In most cases, we are interested in time complexity, which usually measures the number of assignments and
comparisons performed during the execution of a program
Let us consider the following program.
Example 1
for(i=0,sum=0;i<n;i++)
sum = sum+a[i];
3
First, two variables are initialized, then the for loop iterates n times, and during each iteration, it executes two
assignments, one of which updates sum and the other of which updates i.

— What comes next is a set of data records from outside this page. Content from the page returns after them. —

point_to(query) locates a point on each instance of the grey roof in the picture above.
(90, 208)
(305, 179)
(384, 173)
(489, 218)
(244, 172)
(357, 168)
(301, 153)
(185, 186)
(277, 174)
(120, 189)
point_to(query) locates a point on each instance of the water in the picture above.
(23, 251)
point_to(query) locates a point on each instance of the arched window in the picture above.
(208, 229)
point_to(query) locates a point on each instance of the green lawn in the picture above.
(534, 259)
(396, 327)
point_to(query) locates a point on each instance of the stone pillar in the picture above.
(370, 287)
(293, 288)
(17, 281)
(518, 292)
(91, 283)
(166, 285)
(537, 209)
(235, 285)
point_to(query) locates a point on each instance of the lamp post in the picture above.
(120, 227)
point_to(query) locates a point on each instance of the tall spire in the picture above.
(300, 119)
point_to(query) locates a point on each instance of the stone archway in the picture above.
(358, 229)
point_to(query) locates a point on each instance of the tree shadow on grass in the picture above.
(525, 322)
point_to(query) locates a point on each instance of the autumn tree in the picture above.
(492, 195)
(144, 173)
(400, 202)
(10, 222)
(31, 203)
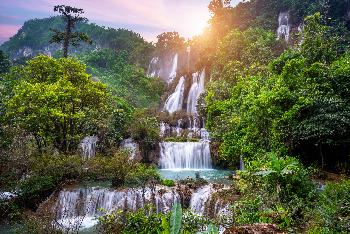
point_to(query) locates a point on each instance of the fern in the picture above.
(176, 219)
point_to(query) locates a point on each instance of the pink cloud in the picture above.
(7, 30)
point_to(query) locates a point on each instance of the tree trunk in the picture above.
(67, 37)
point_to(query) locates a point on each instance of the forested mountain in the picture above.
(245, 127)
(35, 35)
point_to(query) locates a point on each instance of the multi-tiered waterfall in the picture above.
(186, 155)
(78, 208)
(175, 100)
(196, 90)
(284, 26)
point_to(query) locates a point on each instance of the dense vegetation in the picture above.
(282, 106)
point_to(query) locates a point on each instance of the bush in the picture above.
(168, 183)
(58, 167)
(122, 170)
(143, 221)
(142, 175)
(285, 190)
(35, 188)
(333, 209)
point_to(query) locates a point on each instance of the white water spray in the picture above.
(175, 100)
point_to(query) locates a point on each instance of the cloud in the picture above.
(6, 31)
(147, 17)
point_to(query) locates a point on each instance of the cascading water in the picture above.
(284, 26)
(88, 146)
(80, 207)
(131, 146)
(173, 71)
(175, 100)
(188, 50)
(196, 90)
(185, 155)
(199, 198)
(153, 71)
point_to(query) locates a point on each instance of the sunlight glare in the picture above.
(196, 24)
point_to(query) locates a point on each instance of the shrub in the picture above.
(333, 209)
(35, 188)
(142, 175)
(59, 167)
(143, 221)
(285, 190)
(168, 183)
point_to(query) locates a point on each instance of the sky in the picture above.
(147, 17)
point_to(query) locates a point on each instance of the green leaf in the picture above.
(176, 219)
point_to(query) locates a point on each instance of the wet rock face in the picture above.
(260, 228)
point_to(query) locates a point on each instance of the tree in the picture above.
(169, 41)
(5, 63)
(56, 102)
(71, 16)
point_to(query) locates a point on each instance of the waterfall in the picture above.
(79, 207)
(173, 73)
(175, 100)
(199, 198)
(241, 163)
(188, 58)
(284, 27)
(152, 68)
(196, 90)
(88, 146)
(185, 155)
(130, 145)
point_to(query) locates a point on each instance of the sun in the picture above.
(195, 24)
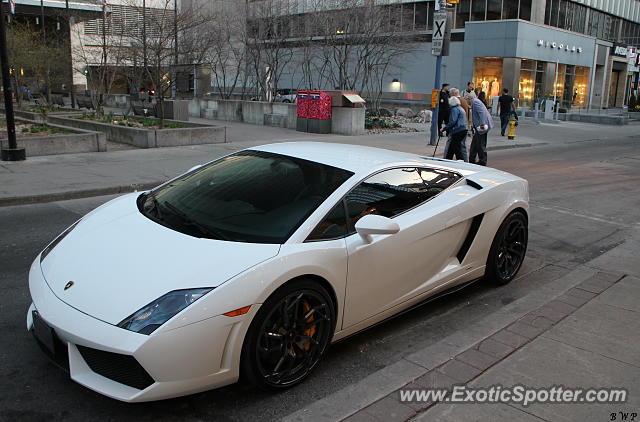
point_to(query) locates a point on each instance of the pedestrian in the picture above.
(506, 106)
(443, 107)
(457, 130)
(482, 96)
(469, 93)
(482, 123)
(466, 106)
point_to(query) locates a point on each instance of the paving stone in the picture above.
(594, 285)
(525, 330)
(537, 320)
(494, 348)
(573, 300)
(477, 359)
(434, 379)
(577, 292)
(567, 308)
(509, 338)
(611, 277)
(435, 355)
(390, 409)
(360, 416)
(623, 295)
(459, 370)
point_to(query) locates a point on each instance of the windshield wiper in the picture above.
(188, 221)
(155, 203)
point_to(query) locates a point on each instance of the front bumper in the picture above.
(185, 360)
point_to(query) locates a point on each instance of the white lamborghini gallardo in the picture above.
(252, 264)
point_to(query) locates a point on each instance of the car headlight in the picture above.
(57, 240)
(152, 316)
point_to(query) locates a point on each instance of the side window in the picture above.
(333, 226)
(392, 192)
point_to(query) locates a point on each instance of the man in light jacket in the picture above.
(482, 123)
(457, 130)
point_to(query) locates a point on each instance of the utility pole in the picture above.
(174, 88)
(13, 153)
(439, 47)
(71, 93)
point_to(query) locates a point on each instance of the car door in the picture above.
(390, 269)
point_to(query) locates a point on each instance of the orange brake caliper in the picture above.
(311, 330)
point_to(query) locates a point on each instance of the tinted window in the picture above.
(392, 192)
(334, 225)
(250, 196)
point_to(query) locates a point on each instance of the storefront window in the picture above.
(510, 10)
(494, 10)
(487, 75)
(478, 8)
(525, 10)
(527, 83)
(580, 86)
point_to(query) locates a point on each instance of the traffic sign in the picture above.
(439, 32)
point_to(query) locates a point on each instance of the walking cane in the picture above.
(437, 142)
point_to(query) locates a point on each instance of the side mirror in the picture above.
(375, 224)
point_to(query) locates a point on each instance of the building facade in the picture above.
(580, 52)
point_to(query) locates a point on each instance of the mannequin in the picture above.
(495, 88)
(485, 86)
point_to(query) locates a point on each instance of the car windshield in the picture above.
(250, 196)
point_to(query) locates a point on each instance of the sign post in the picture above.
(439, 47)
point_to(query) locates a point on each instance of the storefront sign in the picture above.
(560, 46)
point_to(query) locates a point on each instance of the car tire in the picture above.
(288, 336)
(508, 249)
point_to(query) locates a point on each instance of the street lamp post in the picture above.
(441, 31)
(13, 153)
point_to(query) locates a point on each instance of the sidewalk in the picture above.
(49, 178)
(583, 331)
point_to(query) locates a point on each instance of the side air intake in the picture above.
(471, 235)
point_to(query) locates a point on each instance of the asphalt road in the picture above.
(584, 202)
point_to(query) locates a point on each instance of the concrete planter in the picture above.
(67, 143)
(194, 134)
(254, 112)
(38, 117)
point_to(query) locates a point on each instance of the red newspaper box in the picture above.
(314, 111)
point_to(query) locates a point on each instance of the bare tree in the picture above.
(157, 44)
(43, 61)
(269, 50)
(226, 37)
(101, 49)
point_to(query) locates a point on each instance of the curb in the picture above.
(513, 146)
(83, 193)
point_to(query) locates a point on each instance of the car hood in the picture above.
(119, 261)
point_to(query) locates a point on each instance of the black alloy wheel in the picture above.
(508, 249)
(288, 336)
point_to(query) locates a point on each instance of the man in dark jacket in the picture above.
(457, 130)
(443, 106)
(506, 106)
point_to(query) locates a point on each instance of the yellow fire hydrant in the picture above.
(511, 131)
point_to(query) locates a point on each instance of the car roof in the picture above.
(359, 158)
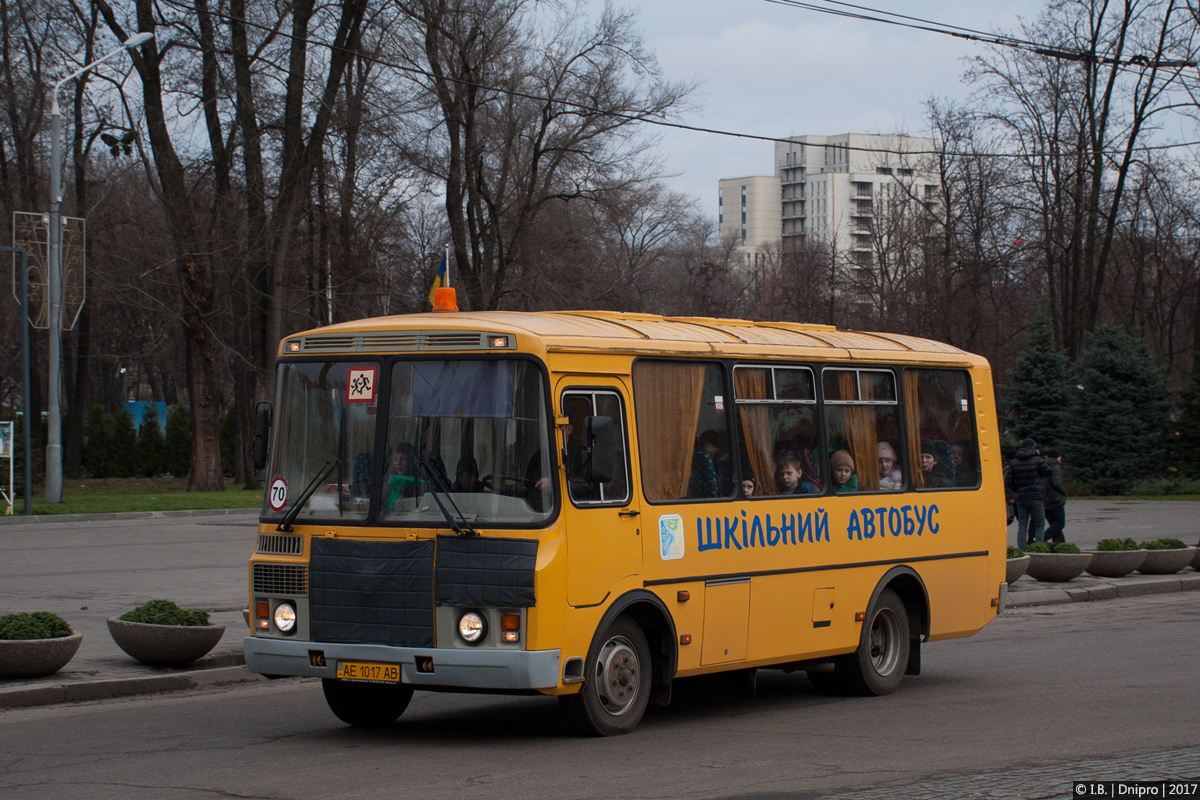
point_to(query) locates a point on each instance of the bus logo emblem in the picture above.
(671, 536)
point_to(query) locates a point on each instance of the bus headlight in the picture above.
(285, 618)
(472, 627)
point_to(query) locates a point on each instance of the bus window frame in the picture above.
(975, 426)
(591, 392)
(819, 420)
(724, 365)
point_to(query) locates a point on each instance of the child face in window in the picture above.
(841, 475)
(789, 476)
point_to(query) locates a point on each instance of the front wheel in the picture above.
(617, 685)
(366, 704)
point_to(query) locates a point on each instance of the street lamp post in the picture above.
(54, 421)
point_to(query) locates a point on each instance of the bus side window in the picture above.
(943, 449)
(577, 405)
(681, 414)
(861, 414)
(777, 419)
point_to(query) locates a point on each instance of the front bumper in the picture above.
(496, 669)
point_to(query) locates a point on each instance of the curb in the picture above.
(100, 690)
(19, 519)
(1050, 596)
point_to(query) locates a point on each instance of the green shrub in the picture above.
(1167, 485)
(39, 625)
(1164, 545)
(165, 612)
(1117, 545)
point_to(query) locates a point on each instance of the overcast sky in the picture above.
(777, 70)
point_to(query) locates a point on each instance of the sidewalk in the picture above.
(89, 570)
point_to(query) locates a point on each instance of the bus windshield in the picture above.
(475, 431)
(472, 434)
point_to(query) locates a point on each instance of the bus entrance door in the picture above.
(603, 518)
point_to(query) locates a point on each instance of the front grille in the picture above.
(456, 341)
(376, 593)
(328, 343)
(397, 341)
(280, 545)
(281, 579)
(390, 341)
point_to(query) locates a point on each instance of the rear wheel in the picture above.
(879, 663)
(366, 704)
(617, 684)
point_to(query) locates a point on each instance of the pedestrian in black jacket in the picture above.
(1024, 476)
(1055, 499)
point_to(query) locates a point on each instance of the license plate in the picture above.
(369, 672)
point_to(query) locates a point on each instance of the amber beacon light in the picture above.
(444, 299)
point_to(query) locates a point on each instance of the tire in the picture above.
(617, 685)
(879, 665)
(366, 704)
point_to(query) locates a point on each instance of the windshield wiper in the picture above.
(289, 517)
(441, 481)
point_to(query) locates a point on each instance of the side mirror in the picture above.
(262, 435)
(601, 453)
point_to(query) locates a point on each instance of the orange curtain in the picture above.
(861, 433)
(756, 427)
(912, 420)
(667, 397)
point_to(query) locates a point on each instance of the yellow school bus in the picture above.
(593, 504)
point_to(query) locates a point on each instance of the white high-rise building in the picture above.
(749, 214)
(829, 188)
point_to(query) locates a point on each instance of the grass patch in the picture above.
(115, 495)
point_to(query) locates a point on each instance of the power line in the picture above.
(643, 116)
(867, 13)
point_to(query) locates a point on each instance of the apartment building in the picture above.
(829, 188)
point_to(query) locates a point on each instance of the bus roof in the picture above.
(606, 331)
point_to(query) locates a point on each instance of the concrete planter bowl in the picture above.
(1115, 564)
(1015, 569)
(36, 657)
(165, 645)
(1057, 567)
(1167, 561)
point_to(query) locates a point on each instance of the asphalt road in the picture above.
(1041, 698)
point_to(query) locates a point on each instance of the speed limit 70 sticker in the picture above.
(277, 495)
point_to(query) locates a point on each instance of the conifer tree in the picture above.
(151, 446)
(179, 440)
(124, 445)
(1186, 444)
(97, 453)
(1117, 422)
(1039, 388)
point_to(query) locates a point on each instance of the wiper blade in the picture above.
(441, 482)
(294, 511)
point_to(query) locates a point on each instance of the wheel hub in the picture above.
(617, 675)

Thus, there are 2+2*n assignments
for the complete run of this for loop; its asymptotic complexity is O(n).
Example 2
for(i=0;i<n;i++){
for(j=1,sum = a[0];j<=i;j++){
Sum+ = a[j];
System.out.println (“Sum for subarray 0 through “+i+” is “+sum);
}
}
Before the loops start, i is initialized. The outer loop is performed n times, executing in each iteration an inner
for loop, print statement, and assignment statements for i, j and sum. The inner loop is executed i times for
each iє{1,………n-1} with two assignments in each iteration; one for sum and one for j. Therefore, there are
1+3n+Σ2i = 1+3n+2(1+2+3+4+……+n-1) = 1+3n+n(n-1) = n2+2n+1 = O(n2)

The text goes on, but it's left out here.